Postrada, su mujer, victima del cancer, pronunció entre sueños el nombre
de Ellic. El esposo acercó su rostro al de ella, pensaba en contestarle
algo, pero no supo qué. Entonces, ante el gesto ausente de su cónyuge,
dijo en un susurro que lo traería, que le pediría, no, se corrigió en medio
de la semipenumbra, le suplicaría regresar a casa. Abrazó a su esposa.
Lagrimas como hilitos delgados se iban abriendo paso por su rostro lleno
de caminos.
Baja a recepción. Se acerca a la vitrina donde un hombre
de traje observa con expresión de agobio un pequeño televisor blanco y
negro. Le entrega la llave, el otro simplemente la toma sin decir palabra
y la guarda en un cajón. El viejo se queda de pie, indeciso a hacer la
pregunta. El sujeto se le acerca más con un gesto automático que con genuino
interés: ¿Algo más en que pueda ayudarlo? Si, busco este lugar llamado…

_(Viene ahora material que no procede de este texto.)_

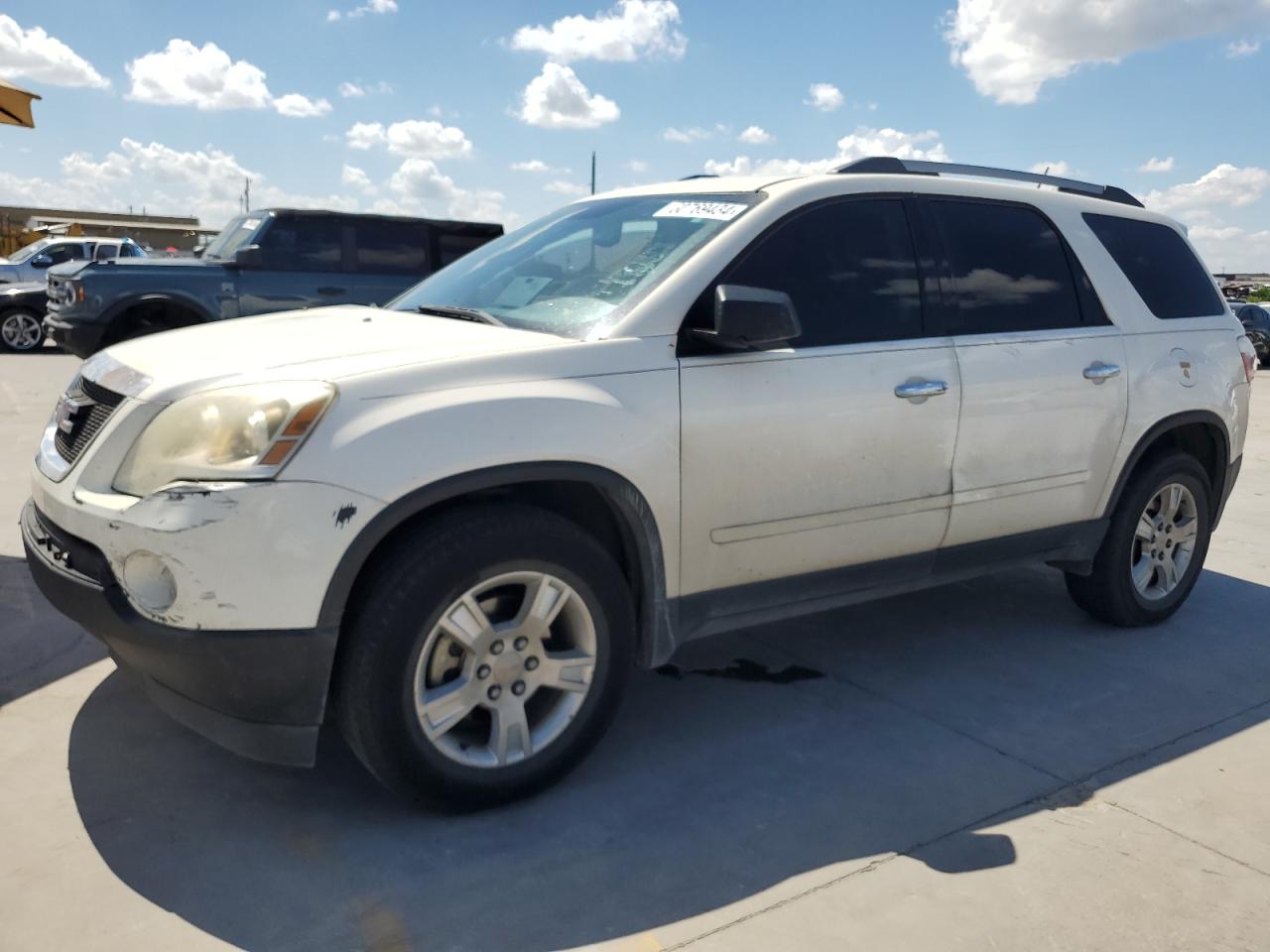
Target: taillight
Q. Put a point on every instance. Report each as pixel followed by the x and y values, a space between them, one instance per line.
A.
pixel 1250 358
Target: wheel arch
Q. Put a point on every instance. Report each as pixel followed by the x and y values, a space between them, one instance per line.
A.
pixel 1201 433
pixel 572 489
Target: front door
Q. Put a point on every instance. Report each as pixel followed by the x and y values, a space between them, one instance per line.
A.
pixel 811 457
pixel 1044 386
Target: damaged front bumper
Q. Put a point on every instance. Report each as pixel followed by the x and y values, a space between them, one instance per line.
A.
pixel 240 654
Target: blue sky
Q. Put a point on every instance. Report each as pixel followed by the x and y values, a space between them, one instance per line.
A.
pixel 169 105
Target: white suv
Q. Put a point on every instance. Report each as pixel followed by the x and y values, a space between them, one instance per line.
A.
pixel 454 524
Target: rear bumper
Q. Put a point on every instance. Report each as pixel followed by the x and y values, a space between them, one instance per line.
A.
pixel 80 339
pixel 258 693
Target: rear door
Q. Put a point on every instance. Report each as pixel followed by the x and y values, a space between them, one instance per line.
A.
pixel 810 457
pixel 307 263
pixel 390 257
pixel 1044 388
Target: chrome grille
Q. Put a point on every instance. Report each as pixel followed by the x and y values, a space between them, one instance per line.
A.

busca en su bolsillo, saca el papel y lo desdobla nerviosamente… "El
pacto rojo". En el rostro del recepcionista se dibuja una ligera sonrisa:
Está en el lado norte del centro de la ciudad, tome un taxi, pero… Se acerca
a su cliente, baja la voz… si busca esa diversión mejor vaya al lugar que
esta en la esquina, serán amables con un viejo como usted. El anciano se
queda aturdido. Con un grito le mienta la madre, intenta golpear el rostro
del sujeto. El otro esquiva el puño, regresa el golpe y le da de lleno
en el estomago. El viejo se queda en el suelo unos segundos. Piensa en
que hace años hubiera sometido a su adversario. Las cosas cambian.
El anciano es violinista, maestro en una escuela de música
privada y compositor poco exitoso. En su juventud estudió en distintos
conservatorios, viajó mucho y era considerado casi un virtuoso. Era invitado
a conciertos y charlas sobre los clásicos, sobre todo de Paganini. Los
años pasaron con velocidad miéntras él se entretenía en ser la gran promesa.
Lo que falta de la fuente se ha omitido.